Em 17 de julho de 2007, um acidente com um A320 da TAM matou 199 pessoas. 10 anos depois, os familiares relembram as vítimas e falam da mistura entre dor, saudade e indignação - até hoje, ninguém foi punido


reportagem ADAIR SANTOS

arte FABÍOLA SEGER KOLLING

As estudantes Rebecca Haddad e Thaís Volpi Scott, a comissária de voo Madalena Silva, o engenheiro Fernando de Oliveira, o deputado federal Júlio Redecker, o ex-presidente do Inter Paulo Rogério Amoretty Souza.

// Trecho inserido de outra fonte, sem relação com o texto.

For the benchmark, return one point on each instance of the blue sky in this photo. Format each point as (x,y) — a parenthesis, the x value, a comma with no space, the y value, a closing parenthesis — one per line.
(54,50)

Vidas interrompidas e ferimentos que, dez anos depois, ainda não cicatrizaram completamente em pais, mães, filhos, irmãos. A queda em Congonhas do Airbus A320 que havia partido de Porto Alegre no final da tarde de 17 de julho de 2007 virou de ponta-cabeça a vida dos familiares das 187 pessoas que estavam a bordo – além disso, morreram outras 12 que estavam em carros, em um posto de combustíveis e no prédio atingido pelo avião.

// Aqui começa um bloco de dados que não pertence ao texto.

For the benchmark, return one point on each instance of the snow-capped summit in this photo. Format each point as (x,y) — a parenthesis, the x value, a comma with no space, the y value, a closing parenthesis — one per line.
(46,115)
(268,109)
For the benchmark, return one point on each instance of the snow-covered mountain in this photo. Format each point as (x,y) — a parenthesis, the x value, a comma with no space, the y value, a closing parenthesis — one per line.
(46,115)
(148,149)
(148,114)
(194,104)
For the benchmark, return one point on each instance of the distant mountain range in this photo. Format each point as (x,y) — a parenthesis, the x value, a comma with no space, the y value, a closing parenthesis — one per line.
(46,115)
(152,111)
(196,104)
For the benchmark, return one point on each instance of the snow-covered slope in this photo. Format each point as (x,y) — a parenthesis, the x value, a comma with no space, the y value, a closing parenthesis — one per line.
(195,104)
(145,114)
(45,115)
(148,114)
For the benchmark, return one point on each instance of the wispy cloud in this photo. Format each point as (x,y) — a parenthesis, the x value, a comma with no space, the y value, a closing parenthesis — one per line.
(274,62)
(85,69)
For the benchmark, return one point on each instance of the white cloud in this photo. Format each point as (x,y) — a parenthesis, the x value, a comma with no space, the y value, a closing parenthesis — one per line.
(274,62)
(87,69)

Uma década depois, parentes ainda lutam pela responsabilização criminal de ex-diretores da empresa aérea e da Agência Nacional de Aviação Civil (Anac). “Houve responsabilidade de quem liberou a pista, que estava um verdadeiro ‘sabão’, e principalmente da companhia aérea, que ignorou os relatórios de perigo emitidos antes do acidente e a norma técnica que proibia aviões com reverso inoperante de pousar em Congonhas com chuva”, aponta o vice-presidente da Associação Brasileira de Vítimas de Acidentes Aéreos (Abraapava), o comerciante hamburguense Christophe Haddad, 51 anos, que na ocasião perdeu a filha Rebecca, 14. O reverso inverte o fluxo de ar das turbinas para ajudar a parar a aeronave.

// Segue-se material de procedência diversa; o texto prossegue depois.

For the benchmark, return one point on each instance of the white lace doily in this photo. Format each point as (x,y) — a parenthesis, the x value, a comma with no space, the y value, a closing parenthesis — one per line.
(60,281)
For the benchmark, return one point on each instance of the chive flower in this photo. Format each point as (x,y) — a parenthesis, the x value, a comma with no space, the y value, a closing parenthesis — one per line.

Adair Santos/Adair Santos/GES-Especial
Christophe Haddad

Rebecca ia para São Paulo passar férias na companhia da amiga Thaís Volpi Scott, 14. Apaixonada por futebol, a gremista Rebecca sonhava em ser jornalista esportiva. Hoje, ela estaria com 24 anos e, provavelmente, se formando, como o irmão Samuel, 22, que cursa Medicina. “A notícia oficial só veio às duas horas da madrugada, mas eu sabia que ela infelizmente estava naquele voo”, relembra.

Haddad tinha uma agência de viagens na época e escolheu, ele próprio, o que considerava a melhor companhia e o melhor horário do voo, que decolou por volta das 17h30 do Aeroporto Salgado Filho. Às 18h48, em meio a uma forte chuva, a aeronave não conseguiu parar e, após dar uma guinada para a esquerda, bateu contra o posto e o depósito da TAM Express localizados do outro lado da Avenida Washington Luís.

“Todos imaginam que um avião prestes a levantar voo está em totais condições, mas aquele não estava. O mais triste de tudo é falta de providências para tornar a aviação mais segura. Hoje, os mesmos acidentes registrados no Brasil aconteceriam novamente”, opina Haddad, com a experiência de quem conhece os bastidores por ter atuado, durante cinco anos, como comissário de voo na extinta Vasp. No dia anterior, um avião da Pantanal já havia derrapado na pista, mas sem deixar feridos.